Mechanisms of infection, replication and disease pathology differ widely among different viruses. Suitability of cell culture systems or organoids to obtain comprehensive knowledge about viral characteristics or to test antiviral approaches is highly limited due to the lack of a functional immune system and vasculature. Thus, animal models still represent a unique opportunity to study viral replication processes and antiviral agents in vivo. Rodent models, and especially mice, are widely accepted and the preferred preclinical systems as they are readily available and exhibit low maintenance costs. However, viruses coevolve with their host organisms and, thus, often show a restricted species specificity frequently complicating the research of human pathogenic viruses in mouse models. This narrow host range is often based on the lack of surface entry receptors necessary for virus infection or due to remarkable differences in murine and human innate immune responses upon viral infection. Accompanying this, tissue tropism of human pathogenic viruses can differ significantly in mice causing differences in virus-induced pathology (Figure 1). Hence, mouse models often demonstrate limited susceptibility or permissiveness and, thus, results obtained from studies in murine models cannot necessarily be extrapolated to humans, which particularly complicates the validity of drug development and vaccination studies.

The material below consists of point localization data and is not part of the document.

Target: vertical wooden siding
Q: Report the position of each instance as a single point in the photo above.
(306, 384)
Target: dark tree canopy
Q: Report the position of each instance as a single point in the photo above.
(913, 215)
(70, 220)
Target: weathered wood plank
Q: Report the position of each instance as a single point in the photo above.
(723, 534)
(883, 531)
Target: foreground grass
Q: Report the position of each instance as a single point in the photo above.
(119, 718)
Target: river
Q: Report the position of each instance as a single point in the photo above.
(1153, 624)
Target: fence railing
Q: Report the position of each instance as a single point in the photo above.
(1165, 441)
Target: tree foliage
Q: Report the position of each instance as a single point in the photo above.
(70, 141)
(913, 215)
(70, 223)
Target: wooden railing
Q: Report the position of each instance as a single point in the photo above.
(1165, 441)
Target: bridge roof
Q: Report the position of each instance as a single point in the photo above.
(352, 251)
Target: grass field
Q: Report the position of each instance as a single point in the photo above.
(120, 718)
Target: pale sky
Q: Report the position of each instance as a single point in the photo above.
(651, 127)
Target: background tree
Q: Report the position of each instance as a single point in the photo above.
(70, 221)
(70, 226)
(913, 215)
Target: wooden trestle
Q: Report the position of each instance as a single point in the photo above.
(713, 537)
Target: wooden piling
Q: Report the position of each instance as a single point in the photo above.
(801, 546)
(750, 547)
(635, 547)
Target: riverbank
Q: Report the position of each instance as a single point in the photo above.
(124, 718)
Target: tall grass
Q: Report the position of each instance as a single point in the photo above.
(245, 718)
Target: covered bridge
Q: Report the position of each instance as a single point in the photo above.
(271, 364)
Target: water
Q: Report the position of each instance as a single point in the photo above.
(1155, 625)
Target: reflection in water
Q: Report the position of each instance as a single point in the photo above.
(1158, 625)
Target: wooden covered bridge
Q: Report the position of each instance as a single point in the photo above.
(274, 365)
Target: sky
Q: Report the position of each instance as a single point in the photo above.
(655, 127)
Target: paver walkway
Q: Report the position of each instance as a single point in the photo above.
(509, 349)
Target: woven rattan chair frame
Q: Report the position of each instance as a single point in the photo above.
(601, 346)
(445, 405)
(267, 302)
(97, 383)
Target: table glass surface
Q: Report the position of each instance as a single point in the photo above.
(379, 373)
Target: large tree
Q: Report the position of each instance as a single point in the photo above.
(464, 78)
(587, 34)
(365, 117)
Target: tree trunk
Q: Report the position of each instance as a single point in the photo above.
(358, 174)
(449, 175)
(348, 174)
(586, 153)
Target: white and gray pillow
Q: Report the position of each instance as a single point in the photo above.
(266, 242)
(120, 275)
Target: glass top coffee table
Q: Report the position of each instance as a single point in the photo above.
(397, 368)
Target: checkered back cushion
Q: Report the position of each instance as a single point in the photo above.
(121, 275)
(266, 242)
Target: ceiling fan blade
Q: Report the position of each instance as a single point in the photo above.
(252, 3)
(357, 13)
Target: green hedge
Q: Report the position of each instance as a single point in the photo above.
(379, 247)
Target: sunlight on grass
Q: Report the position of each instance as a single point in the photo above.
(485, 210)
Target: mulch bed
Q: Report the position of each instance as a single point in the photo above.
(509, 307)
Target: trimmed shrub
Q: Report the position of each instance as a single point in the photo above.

Figure 1. Reasons underlying restricted species specificity of human pathogenic viruses and solutions provided by the use of transgenic and humanized mouse models. Schematic overview of limitations in the use of mouse models for research of human pathogenic viruses (left) and examples of different transgenic/humanized mouse models providing solutions to overcome the respective restrictions (right). Associated boxes (limitations/solutions) are indicated by the use of the same color. MV: Measles virus; PV: Poliovirus; HIV: Human immunodeficiency virus; IAV: Influenza A virus; HBV: Hepatitis B virus; HCV: Hepatitis C virus.

Genetically modified and transgenic mouse models represent a sophisticated possibility to overcome interspecies differences in human pathogenic virus research such as species specificity and tissue tropism, allowing to investigate the function of specific human entry receptors, host factors or innate and adaptive immune responses in immunocompetent organisms. These models were of significant importance for scientific progress within the last decades and provided immeasurable insights into virus biology and disease pathogenesis. A decisive milestone was the development of immune system or tissue-humanized mouse models facilitating infection and replication of human pathogenic viruses in a humanized system. With recent advances in human cell or tissue engraftment in transgenic humanized mice, antiviral strategies and vaccines against many human pathogenic viruses already have been or will be evaluated in the future, towards identification of new drug innovations to treat and control human pathogenic infectious diseases.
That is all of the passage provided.